Mary has confined herself to her room. Aunt Phyllis is practicing her samba moves in the great room while listening to
La Vida Es un Carnaval
through her Beats. Jack is upstairs with Trisha, helping her learn the times tables.
 

I drop the last of the dirty pots into the suds-filled sink before turning to him with a smile. “Yes, I was the model for the heroine. If you want, I’ll show you a few of Emma’s awesome shortcuts.”

“Do you mean like this one—where you blow up the White House but you make it look as if the Russians did it?”

“What did you say?” I run over to his computer.

He’s right. Virtual Donna is setting the timer on her Electrolux convection oven. Suddenly a Google Earth map appears, and the player is transported across the country, to the White House—

Just in time to watch it blow sky high.

The devastation doesn’t stop there. The player is now in the Situation Room, where the heads of the U.S. National Security Council, led by Virtual Carl, debate on a course of action—

Only to agree with Virtual Carl that retaliation is needed before other major U.S. cities also come under attack.

As nuclear missiles are launched, Virtual Donna pulls a golden brown turkey out of the oven.
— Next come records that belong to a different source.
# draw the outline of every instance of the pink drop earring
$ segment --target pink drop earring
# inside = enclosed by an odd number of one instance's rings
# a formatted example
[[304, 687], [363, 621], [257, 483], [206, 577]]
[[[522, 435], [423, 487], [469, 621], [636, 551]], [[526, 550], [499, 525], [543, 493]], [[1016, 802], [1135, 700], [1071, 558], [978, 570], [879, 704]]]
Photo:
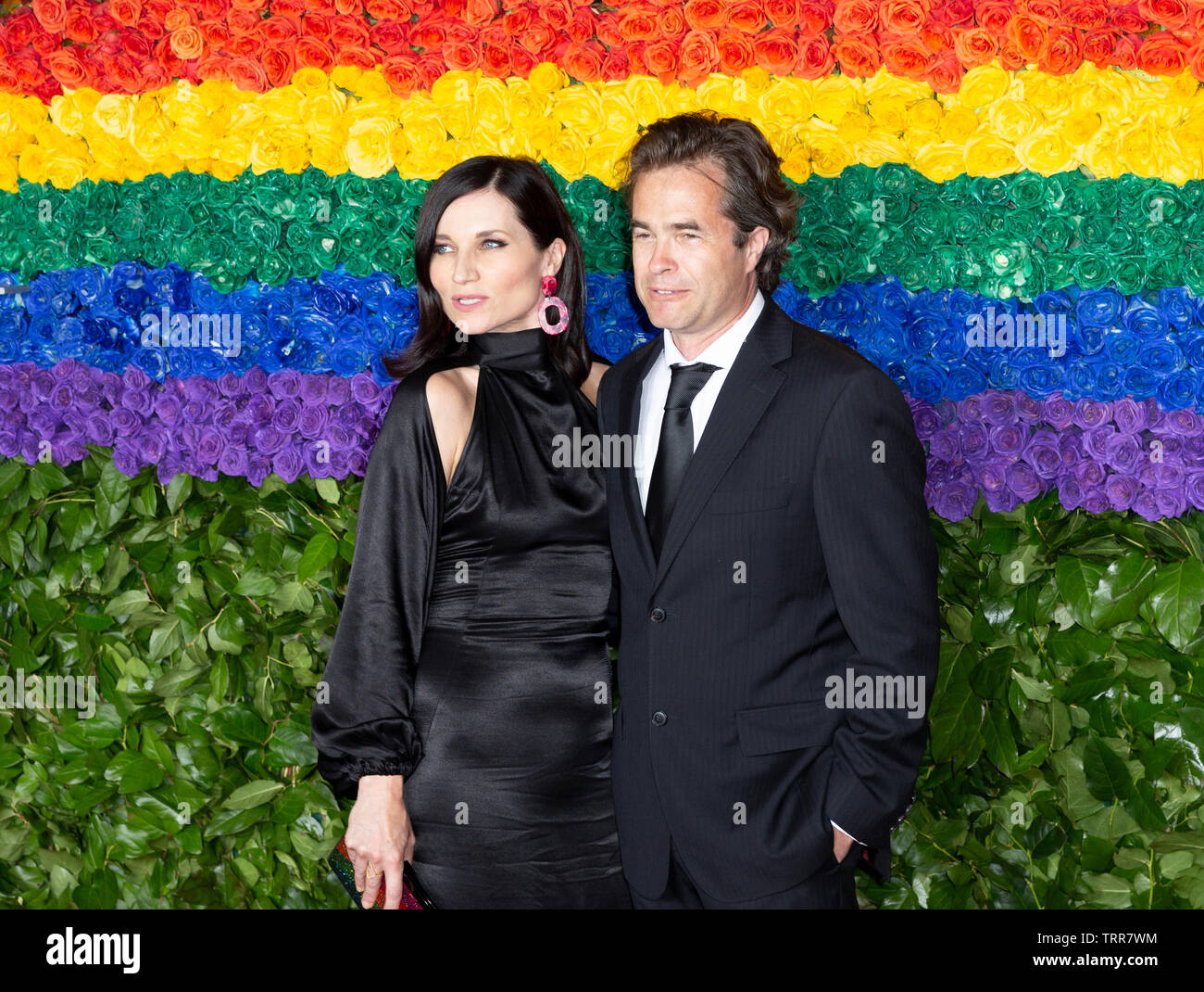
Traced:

With a blissful sigh, she murmurs, “Perfect, just as I planned it!”

No, no, no! I’m not planning to start World War III!
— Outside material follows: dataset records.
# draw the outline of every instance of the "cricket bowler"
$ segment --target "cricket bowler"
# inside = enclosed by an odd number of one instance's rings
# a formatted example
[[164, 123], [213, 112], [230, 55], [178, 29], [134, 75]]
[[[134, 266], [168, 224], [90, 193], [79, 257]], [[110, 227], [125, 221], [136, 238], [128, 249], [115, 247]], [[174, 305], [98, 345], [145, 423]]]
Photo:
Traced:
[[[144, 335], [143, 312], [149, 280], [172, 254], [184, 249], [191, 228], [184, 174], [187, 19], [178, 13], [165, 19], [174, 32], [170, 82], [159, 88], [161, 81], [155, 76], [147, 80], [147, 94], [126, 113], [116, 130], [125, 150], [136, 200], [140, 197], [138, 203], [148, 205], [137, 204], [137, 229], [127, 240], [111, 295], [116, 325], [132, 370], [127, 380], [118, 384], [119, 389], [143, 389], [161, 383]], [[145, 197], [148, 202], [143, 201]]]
Frankly, I don’t remember Emma showing me this shortcut. And quite frankly, I’ve never had an iota of trouble with my oven. If there’s a short somewhere, I better find it—now—before the meatloaf is burned to a crisp.

I text Emma:
MAJOR glitch in game!

A moment later, she texts back:
Checking now.

“Mom! MOM! Look! Your avatar is changing—into Alice in Wonderland!”
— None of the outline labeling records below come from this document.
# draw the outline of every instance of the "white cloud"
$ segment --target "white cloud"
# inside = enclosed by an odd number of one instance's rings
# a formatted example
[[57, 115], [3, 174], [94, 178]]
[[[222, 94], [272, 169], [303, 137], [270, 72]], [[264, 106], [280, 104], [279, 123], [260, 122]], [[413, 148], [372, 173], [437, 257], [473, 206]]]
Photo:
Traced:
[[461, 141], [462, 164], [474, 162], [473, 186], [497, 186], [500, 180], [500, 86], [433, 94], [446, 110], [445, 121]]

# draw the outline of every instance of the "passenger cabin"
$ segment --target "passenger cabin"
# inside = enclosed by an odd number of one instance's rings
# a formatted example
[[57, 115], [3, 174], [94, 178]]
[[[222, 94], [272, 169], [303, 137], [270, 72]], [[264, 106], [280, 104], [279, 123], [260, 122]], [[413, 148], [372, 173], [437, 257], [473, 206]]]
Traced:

Jeff is right. Virtual Donna is morphing into the character.
 

Virtual Alice reaches high into a kitchen cabinet and pulls out a tiny vial that is tagged. On the tag are the words:
MEET ME.

These coordinates are below it:
34.264251, -117.260414 No GPS. Use Phyllis’s car.

I pull up a GPS app on Jeff’s laptop. It shows me that the location is in the middle of the San Bernardino National Forest, just north and east of Los Angeles but right before Lake Arrowhead, off something called Dark Canyon Road.

Emma emails back:
Vulnerability not system wide! Jeff’s account only.

Thank goodness for that.
 

“Dad and I have a meeting. Keep all the doors locked. No one goes in or out.”
 

A small worry frown appears on Jeff’s forehead. I know he’s wondering what it all means.

I wish I had an answer for him.

I wish I had an answer for me too.

I shout up the staircase, “Jack, honey, we’re late—for a very important date!”

With the Mad Hacker.

Chapter 16

Halt and Catch Fire

In the computer industry, the acronym “SDI” stands for “self destruct immediately.” It is a security feature, attached to external tamper detection circuitry that activates when a vulnerability is detected. Nothing really destructs. It disengages.

SDI is also known by the term, “halt and catch fire.”

You too have an SDI feature. It kicks in (a) when someone does something obnoxious to your child; (b) when you’re going out of your way to impress someone who really couldn’t care less who you are; and (c) at the sight of old boyfriends.

In other words, you halt to say something stupid, and immediately afterward, you’re so ashamed that you wish you’d catch fire.

Since you contain no automated circuitry to dismantle the SDI within you, your best course of action is to do so manually.
 

In other words, smile supremely, hold your head high, and keep your mouth shut.

From Hilldale in mid-day traffic, the drive to the San Bernardino National Forest will take us an hour.
 

The rest of Mad’s middle-of-nowhere destination is another half-hour by foot on a trail barely wide enough for a rabbit.

As per the instructions, we’re carrying no devices that allow for GPS tracking.
 

We wear black garb, but it is Jack’s contention that once we are within proximity of the meeting place, we will have been spotted anyway.
 

“I wouldn’t be at all surprised if the Mad Hacker has webcams all over these woods,” he whispers.

In due time, we come across a cabin. It is tiny: all on one level, and twenty feet by twenty feet, tops.